Website: https://akelasbooks.de
Lektorat von: "Die Flinke Feder", https://www.die-flinke-feder.de/
Coverdesign von: "Dream Design - Cover and Art", https://coverandart.jimdofree.com/
Das Werk, einschließlich seiner Teile, ist urheberrechtlich geschützt. Für die Inhalte ist der Autor verantwortlich. Jede Verwertung ist ohne seine Zustimmung unzulässig. Die Publikation und Verbreitung erfolgen im Auftrag des Autors, zu erreichen unter:
Akela Fisher
c/o WirFinden.Es
Naß und Hellie GbR
Kirchgasse 19
Inhalt
Todesschatten
Geheimnis der Tiefe
Unheimliche Präsenz
Die Brücke zwischen den Welten
Der Fluch des Nachtalbs
Das Geisterschiff
Ventriloquist
Schatten der Vergangenheit
Über Akela
Akelas Gruselgeschichten
Akelas Romane
»Es ranken sich unheimliche Mythen und Legenden um diesen Wald«, sagte Luciel zu seinem Freund, als die beiden jungen Männer an einem sonnigen Morgen auf einer saftig grünen Wiese in unmittelbarer Nähe eines dichten Waldes picknickten. »Tief im Dunkeln des Waldes soll es einen alten Friedhof geben, der schon vor Jahrhunderten in Vergessenheit geriet und die Geister derer, die dort begraben sind, sollen an diesem Ort ihr Unwesen treiben.«
»Das ist doch Unsinn. Ich war schon oft in diesem Wald, aber einen Friedhof habe ich nie gesehen«, entgegnete Mariano.
»Vielleicht wird er nur zur Geisterstunde sichtbar«, mutmaßte Luciel schulterzuckend.
»Wollen wir heute Nacht nachsehen?«, fragte Mariano. Er glaubte keineswegs daran, dass die Geister der Verstorbenen noch unter ihnen weilten. Daher hatte er auch keinerlei Bedenken des nachts in einem einsamen Wald nach einem gespenstischen Friedhof zu suchen.
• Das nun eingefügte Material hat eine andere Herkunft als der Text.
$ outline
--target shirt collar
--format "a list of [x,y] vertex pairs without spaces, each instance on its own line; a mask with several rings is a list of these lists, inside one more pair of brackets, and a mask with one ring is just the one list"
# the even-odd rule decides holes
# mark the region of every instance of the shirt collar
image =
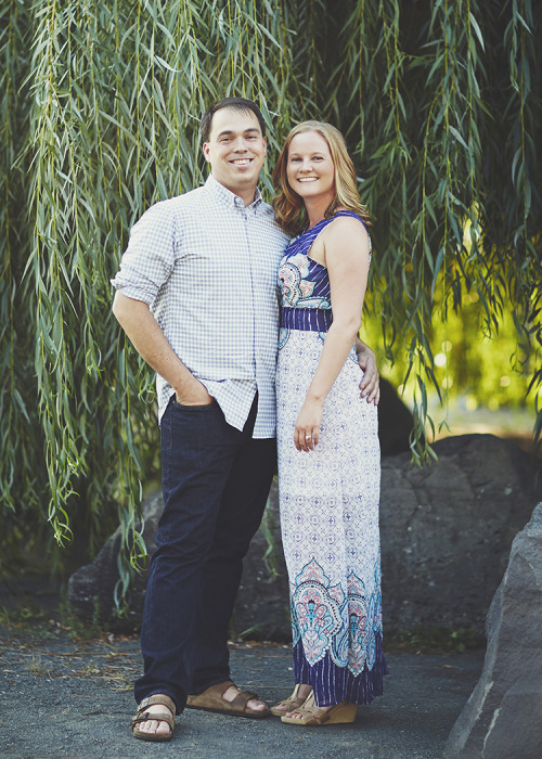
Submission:
[[[209,176],[207,177],[207,181],[205,182],[205,189],[208,192],[210,192],[217,201],[227,206],[233,206],[235,208],[245,208],[243,200],[238,195],[235,195],[235,193],[233,193],[231,190],[228,190],[228,188],[224,188],[223,184],[217,182],[217,180],[211,173],[209,173]],[[256,211],[258,206],[261,204],[262,200],[263,198],[261,196],[260,189],[256,188],[254,201],[248,206],[246,206],[246,208],[251,208]]]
Doch Luciel sah das ganz anders. Als Sohn eines berühmten oder wohl eher berüchtigten Mediums, hatte er von klein auf manch seltsames Ereignis erlebt. Obwohl jeder in dem kleinen Dorf, in dem sie lebten, seine Mutter für eine Hexe hielt, stand er zu ihr, glaubte ihr, obwohl er sich wünschte, dass es nicht wahr wäre. All ihre Geschichten über das Jenseits, ruhelose Seelen und die Gefahr, die von ihnen ausging, jagten ihm Angst ein. Der bloße Gedanke an umherspukende Geister bescherte dem sensiblen jungen Mann eine Gänsehaut.
»Ich denke, das sollten wir lieber nicht tun«, äußerte Luciel besorgt. Er malte sich bereits aus, wie es sein würde, wenn sie den Friedhof wirklich fänden, die Geister sie heimsuchen und in den Wahnsinn treiben würden. Vermutlich kämen sie nie wieder nach Hause.
»Ich werde dich vor allem, was uns übel mitspielen will, beschützen«, sagte Mariano und lächelte seinen Freund aufmunternd an.
»Wie willst du mich denn vor einem Geist beschützen?«, fragte Luciel zweifelnd.
»Vertraust du mir?« Mariano lächelte noch immer.
»Nein«, sagte Luciel knapp. Das Lächeln aus Marianos Gesicht verschwand.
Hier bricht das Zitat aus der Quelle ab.